みんなが富士山に登るわけではない

先日のことだが,業界では有名な教科書会社の営業の方がお見えになるので,しばし談笑。
今はどんな教科書をお使いですかと尋ねられて...『フランス語2001』だと答える。
色々な教科書を使ってきたけれど,この教科書にであって以来,他の教科書が使えなくなってしまった。
私の勤務先は大学2年生からフランス語で専門的な文献を読む必要があるような大学ではない。むしろ,自分は語学に向いてないとか,語学が苦手という固定観念を抱いてる学生さんが多いところだ。
そうした人々を対象に,仮に接続法までを半年ないし1年で終わらせようとすると,教室で収拾がつかなくなる。受講生は努力に見合った語学力がついたという感覚を味わえない。フランス語を勉強する意欲が持てないし,意味が見出せない。そもそも,2年生から外国語で専門的な文献を読むわけではないので,大学で新たに外国語を学ぶ必要性を感じることもない。

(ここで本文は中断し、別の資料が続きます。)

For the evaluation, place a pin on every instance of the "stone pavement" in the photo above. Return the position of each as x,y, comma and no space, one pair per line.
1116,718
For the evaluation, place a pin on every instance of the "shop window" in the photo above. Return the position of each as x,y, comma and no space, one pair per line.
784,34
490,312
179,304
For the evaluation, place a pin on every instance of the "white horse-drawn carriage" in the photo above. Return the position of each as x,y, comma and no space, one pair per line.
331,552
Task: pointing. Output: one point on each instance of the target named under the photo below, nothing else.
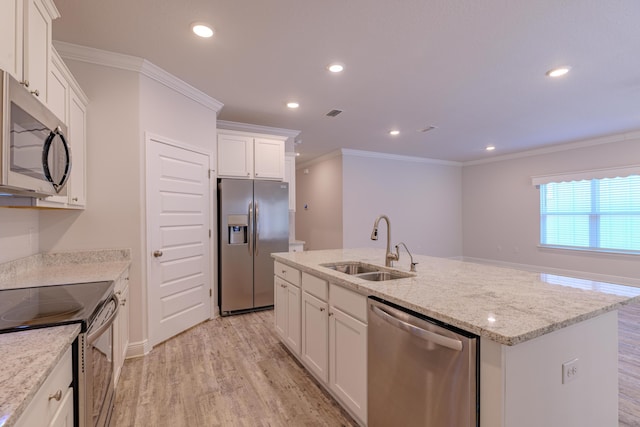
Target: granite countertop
(27, 358)
(58, 268)
(505, 305)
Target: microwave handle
(57, 186)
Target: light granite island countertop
(28, 357)
(530, 325)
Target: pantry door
(179, 245)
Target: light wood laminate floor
(233, 371)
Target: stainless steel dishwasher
(421, 372)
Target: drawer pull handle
(57, 395)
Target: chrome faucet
(413, 264)
(390, 256)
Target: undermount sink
(366, 271)
(379, 276)
(352, 268)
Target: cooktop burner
(27, 308)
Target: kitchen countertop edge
(367, 288)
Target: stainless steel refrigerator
(253, 218)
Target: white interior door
(178, 235)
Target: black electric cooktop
(39, 307)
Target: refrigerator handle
(257, 230)
(250, 227)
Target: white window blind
(596, 214)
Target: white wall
(19, 233)
(123, 106)
(319, 187)
(422, 198)
(346, 191)
(501, 207)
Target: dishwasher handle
(418, 332)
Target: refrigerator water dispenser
(237, 229)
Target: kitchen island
(530, 325)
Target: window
(597, 214)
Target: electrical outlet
(570, 371)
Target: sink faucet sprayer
(390, 256)
(413, 264)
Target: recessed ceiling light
(202, 30)
(335, 68)
(557, 72)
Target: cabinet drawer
(316, 287)
(44, 405)
(349, 302)
(289, 274)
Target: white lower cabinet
(333, 337)
(315, 335)
(121, 326)
(287, 305)
(348, 361)
(64, 415)
(52, 404)
(288, 313)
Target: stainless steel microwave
(35, 158)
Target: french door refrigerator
(253, 218)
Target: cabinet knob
(57, 395)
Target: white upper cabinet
(25, 41)
(251, 156)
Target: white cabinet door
(315, 328)
(235, 156)
(293, 318)
(77, 140)
(268, 157)
(37, 43)
(287, 313)
(281, 302)
(348, 361)
(11, 23)
(64, 415)
(290, 177)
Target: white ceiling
(475, 69)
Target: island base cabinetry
(333, 340)
(523, 385)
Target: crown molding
(558, 148)
(376, 155)
(290, 134)
(138, 65)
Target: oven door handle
(94, 335)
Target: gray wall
(501, 207)
(319, 187)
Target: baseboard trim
(138, 349)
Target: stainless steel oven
(94, 306)
(95, 368)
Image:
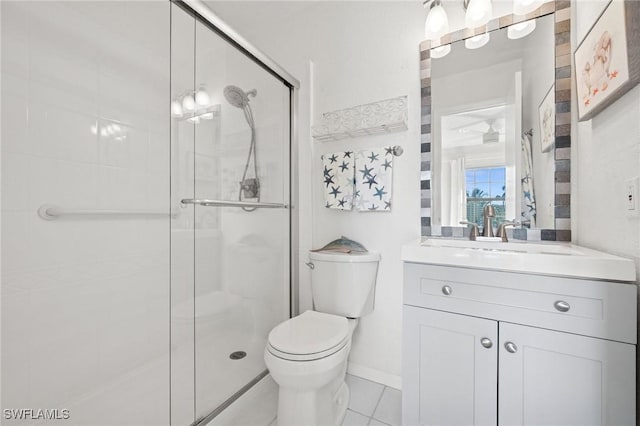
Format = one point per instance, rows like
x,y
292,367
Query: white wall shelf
x,y
387,116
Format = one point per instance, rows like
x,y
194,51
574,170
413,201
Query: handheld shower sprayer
x,y
249,187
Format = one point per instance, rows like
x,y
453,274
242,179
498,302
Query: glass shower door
x,y
230,166
241,253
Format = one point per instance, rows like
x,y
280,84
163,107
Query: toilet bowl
x,y
307,355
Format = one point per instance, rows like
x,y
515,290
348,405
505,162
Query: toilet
x,y
307,355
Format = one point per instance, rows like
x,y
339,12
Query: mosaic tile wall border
x,y
562,151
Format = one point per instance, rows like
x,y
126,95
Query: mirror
x,y
489,123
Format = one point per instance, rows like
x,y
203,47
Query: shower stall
x,y
147,220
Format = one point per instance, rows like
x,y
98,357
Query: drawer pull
x,y
511,347
562,306
486,342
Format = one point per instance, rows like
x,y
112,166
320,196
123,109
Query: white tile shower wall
x,y
85,300
376,58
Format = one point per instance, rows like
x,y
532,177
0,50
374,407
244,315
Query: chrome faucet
x,y
487,220
502,229
473,234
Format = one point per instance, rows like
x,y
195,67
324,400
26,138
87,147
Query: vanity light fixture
x,y
522,7
437,23
440,51
521,29
194,106
202,97
478,13
477,42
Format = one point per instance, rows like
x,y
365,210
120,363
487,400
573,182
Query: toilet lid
x,y
309,333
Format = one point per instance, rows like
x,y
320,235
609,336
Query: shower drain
x,y
237,355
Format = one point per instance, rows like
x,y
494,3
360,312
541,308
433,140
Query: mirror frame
x,y
561,9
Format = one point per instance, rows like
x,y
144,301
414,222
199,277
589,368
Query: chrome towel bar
x,y
227,203
51,212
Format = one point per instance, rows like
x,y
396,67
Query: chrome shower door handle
x,y
229,203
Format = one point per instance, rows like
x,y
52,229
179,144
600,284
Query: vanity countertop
x,y
541,258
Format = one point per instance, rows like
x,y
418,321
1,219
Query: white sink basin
x,y
558,259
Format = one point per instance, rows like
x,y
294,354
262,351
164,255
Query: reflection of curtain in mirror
x,y
528,206
458,191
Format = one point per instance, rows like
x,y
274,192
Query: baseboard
x,y
374,375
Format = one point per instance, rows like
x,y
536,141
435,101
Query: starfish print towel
x,y
337,174
374,175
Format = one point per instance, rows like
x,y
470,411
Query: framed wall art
x,y
607,61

誰もが富士山を目指してフランス語を勉強するわけではない。とりあえず,自分の家のまわりを散歩することからはじめて,結果として,いつかは富士山を目指す気になってもらう。そんな学習の仕方があってもいいはずだ。
その点で『フランス語2001』はとてもよくできている。凄い所は,最小限の努力で自分の日常をフランス語で最大限言い表すことを追求した点だと思う。『フランス語2001』に類する,というかインスピレーションを得た(パクったとは,恐ろしくて言えない!)教科書は色々出ているけれど,残念ながらこれに勝る教科書は出ていない。恐らく出ないだろう。
自分の日常を語るのに必要な<最低限>の情報しか,この教科書には出てこないからだ。これ以上,削ると日常が語れなくなる,そこまで内容を吟味し,絞り込んでいる。普通は,あれもこれも盛り込みたくなる。だれだって勉強したことは誰かに伝えたくなるし,記載されている情報の量イコール教科書の質と未だに多くの語学教師が無意識のうちに考えがちだ。
その傾向に反し,学習内容を限界まで絞り込んでいるところに教科書の凄さがあるのだと思う。
だから,『フランス語2001』の後を追う教科書は,この教科書が削った余計な何かをどうしても掲載せざるを得ない(そうしないとまったく同じになってしまう)。

その他,『えすかるご2』の例文が,今日の社会常識からして,異様に時代遅れ(女性差別とも取れそう)であることも申し述べさせて頂いた。営業の方はメモをとっておいでだったが,改訂版がもしも出れば,その時にはどうなっているかしら。